The most prominent feature of cleidocranial dysplasia is a premature closure of the two soft spots on the head (fontanels) and the fibrous joints where bones of the skull meet (sutures) causing abnormal development of the skull. Facial features typically include a prominent forehead, unusually wide face, prominent chin, small upper jaw (maxillary hypoplasia) and bulging of the skull cap. Narrow drooping shoulders caused by complete or partial absence of collarbones (clavicles) are also apparent in patients with this disorder.

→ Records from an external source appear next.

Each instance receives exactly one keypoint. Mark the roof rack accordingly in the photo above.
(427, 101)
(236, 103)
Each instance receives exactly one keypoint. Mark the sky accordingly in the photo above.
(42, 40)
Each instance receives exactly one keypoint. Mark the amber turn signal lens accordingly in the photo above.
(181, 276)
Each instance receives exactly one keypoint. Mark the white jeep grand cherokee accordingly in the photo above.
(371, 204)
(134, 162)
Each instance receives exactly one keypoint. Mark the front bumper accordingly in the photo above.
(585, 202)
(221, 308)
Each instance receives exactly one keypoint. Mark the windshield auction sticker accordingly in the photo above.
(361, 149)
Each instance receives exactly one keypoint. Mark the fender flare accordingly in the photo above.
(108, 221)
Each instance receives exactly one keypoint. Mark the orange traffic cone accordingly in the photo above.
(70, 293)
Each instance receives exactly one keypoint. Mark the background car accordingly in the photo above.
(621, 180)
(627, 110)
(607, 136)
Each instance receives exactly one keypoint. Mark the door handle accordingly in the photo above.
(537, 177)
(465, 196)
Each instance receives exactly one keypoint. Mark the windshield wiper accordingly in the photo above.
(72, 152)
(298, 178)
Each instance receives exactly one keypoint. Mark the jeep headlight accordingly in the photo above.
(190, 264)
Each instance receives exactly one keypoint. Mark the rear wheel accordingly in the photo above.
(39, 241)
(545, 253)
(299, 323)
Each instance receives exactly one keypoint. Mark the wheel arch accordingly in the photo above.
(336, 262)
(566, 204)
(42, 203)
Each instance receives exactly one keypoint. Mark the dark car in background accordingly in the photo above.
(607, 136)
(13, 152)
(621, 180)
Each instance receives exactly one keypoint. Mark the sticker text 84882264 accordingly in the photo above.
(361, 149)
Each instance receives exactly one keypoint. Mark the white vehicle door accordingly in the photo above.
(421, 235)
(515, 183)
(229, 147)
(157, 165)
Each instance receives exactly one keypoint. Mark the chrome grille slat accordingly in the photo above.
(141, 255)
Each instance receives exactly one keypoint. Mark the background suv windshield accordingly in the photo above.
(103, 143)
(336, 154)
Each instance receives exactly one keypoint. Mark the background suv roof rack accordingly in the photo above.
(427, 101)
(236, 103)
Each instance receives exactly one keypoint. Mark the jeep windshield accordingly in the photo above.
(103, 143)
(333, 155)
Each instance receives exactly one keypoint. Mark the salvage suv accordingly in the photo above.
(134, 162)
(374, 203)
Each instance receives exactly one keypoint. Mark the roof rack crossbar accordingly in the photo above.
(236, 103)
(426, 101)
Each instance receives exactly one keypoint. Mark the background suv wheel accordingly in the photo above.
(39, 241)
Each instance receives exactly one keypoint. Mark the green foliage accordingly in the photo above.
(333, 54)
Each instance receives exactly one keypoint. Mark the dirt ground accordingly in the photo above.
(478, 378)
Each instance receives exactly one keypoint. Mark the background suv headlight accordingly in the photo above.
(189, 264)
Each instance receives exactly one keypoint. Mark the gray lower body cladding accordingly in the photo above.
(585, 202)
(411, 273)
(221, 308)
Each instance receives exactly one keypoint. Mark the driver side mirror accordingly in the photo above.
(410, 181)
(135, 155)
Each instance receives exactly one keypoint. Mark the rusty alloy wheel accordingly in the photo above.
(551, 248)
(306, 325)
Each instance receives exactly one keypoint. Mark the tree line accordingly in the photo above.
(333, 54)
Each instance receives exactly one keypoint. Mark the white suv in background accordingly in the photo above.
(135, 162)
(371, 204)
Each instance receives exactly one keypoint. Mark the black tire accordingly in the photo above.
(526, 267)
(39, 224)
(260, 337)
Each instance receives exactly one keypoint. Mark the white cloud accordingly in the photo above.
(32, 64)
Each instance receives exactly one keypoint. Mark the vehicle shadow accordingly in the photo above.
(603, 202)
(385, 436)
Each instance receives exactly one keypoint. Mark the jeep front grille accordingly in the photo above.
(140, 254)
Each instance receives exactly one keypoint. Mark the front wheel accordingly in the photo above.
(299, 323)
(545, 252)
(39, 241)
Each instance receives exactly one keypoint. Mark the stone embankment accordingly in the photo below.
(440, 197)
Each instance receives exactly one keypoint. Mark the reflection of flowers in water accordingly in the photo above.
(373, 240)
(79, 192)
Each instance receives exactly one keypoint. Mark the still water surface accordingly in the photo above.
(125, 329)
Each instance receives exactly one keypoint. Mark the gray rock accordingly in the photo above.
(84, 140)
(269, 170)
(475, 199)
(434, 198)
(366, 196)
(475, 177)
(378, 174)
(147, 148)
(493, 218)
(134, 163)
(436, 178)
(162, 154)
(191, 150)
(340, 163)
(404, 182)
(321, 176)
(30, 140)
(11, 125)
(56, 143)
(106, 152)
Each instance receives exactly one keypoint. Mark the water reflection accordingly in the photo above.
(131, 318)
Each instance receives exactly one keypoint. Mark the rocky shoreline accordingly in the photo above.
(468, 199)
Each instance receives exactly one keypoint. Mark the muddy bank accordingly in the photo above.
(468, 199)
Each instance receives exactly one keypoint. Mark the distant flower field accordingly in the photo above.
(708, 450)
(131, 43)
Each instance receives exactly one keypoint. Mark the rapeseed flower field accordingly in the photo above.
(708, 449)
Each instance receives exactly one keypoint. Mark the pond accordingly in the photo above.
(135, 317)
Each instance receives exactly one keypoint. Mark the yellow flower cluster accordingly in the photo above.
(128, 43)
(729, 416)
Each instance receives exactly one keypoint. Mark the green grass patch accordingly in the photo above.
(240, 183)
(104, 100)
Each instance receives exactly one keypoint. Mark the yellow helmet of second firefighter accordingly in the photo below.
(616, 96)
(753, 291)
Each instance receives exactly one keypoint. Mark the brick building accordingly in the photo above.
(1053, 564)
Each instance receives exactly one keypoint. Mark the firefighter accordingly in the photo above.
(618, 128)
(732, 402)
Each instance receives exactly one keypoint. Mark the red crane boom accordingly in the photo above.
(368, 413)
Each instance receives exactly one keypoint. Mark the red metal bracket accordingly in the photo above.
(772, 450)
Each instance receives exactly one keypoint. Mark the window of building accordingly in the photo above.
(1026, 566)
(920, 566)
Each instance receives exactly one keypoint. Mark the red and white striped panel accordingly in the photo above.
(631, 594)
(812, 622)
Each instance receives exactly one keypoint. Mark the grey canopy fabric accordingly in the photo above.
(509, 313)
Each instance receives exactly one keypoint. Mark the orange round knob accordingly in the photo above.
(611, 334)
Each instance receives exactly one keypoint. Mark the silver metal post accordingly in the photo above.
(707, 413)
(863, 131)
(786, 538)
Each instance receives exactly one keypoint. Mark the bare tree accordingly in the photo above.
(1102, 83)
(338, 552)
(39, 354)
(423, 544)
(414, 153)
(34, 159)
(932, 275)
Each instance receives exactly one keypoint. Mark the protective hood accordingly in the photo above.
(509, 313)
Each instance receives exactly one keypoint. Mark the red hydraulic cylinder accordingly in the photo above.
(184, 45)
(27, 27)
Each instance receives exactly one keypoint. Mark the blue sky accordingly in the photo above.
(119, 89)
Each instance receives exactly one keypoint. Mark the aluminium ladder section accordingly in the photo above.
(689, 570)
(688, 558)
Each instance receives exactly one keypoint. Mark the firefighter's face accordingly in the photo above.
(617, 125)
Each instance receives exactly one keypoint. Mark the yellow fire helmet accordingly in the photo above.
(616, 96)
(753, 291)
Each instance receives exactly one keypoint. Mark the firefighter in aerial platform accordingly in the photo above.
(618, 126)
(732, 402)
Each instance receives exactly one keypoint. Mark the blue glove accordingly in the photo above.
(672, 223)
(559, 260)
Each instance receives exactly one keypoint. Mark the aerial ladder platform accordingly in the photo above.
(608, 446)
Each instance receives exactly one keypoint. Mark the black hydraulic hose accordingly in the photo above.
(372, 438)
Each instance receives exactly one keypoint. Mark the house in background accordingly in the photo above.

There may be abnormalities of the muscles in the area of the collarbones allowing for a wide range of movement of the shoulders.
Other bone abnormalities that have been found in some patients with Cleidocranial dysplasia may be: a wide pelvic joint, delayed growth of the pubic bone, a hip defect in which the thigh bone angles towards the center of the body (coxa vara), failure of the lower jaw bones to unite, a defect of the hip that causes the thigh bone to angle out to the side of the body (coxa valga), curvature of the spine (scoliosis), a small shoulder blade, and/or curvature of the upper legs so that the knees appear unusually close together (genu valgum).
Dental abnormalities may include: a delay in tooth eruption, incomplete development or absence of teeth, underdeveloped enamel and/or extra teeth. Cysts may form around the unerupted or displaced teeth in some cases. A high-arch palate or a condition in which there is a hole in the roof of the mouth (cleft palate) may be present.
Individuals with cleidocranial dysplasia have an increased risk for recurrent ear and sinus infections, upper respiratory complications and hearing loss.